Bringing together data
Perhaps more than any other industry, financial
services firm have a huge number of channels to collect customer data from;
in-branch, over the phone, via social media platforms. This means they need to
have the right data systems in place which can bind together all of their data
to build a complete picture of a customer.
The right system needs to bring together
front-office data – calls, meetings, leads, opportunities – and back-office
data – accounts, transactions, delivery schedules, fulfilment and so on. There
is also a need, particularly for capital markets, to have external data
integrated, for example LinkedIn data (where did this prospect use to work?)
and trading figures.
In terms of where the data is stored, in my
experience banks generally choose to keep their customer data in the cloud. No
modern business – bank or otherwise – should keep their customer data in
siloes, as this immediately breaks a 360-degree view of the customer.
Today’s customers expect the best experience
possible. The instantaneous pace we now live at doesn’t leave much time for
patience – so consumers expect an instant response to their demands.
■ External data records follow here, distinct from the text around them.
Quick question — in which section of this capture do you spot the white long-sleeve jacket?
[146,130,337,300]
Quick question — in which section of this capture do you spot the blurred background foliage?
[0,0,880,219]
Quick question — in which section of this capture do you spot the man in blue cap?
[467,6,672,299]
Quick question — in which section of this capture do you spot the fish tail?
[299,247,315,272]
This
means customer-facing employees need to have easy access to their customers’
background as soon as the interaction begins, if they are to stand a chance of
delivering the best possible experience.
Customers need to know that, regardless of the
channel, they’ll receive the same level of service and understanding of their
needs and expectations. This all amounts to the overall customer experience,
which is crucial when customers are faced with so much choice. The threat of
losing customers because of bad service is very real. According to Accenture’s
UK research, 34% of customers who switched financial providers in 2014 did so because
of a poor customer service.
All customer-facing teams (sales, marketing,
customer service and so on) therefore need to have the right tools in place.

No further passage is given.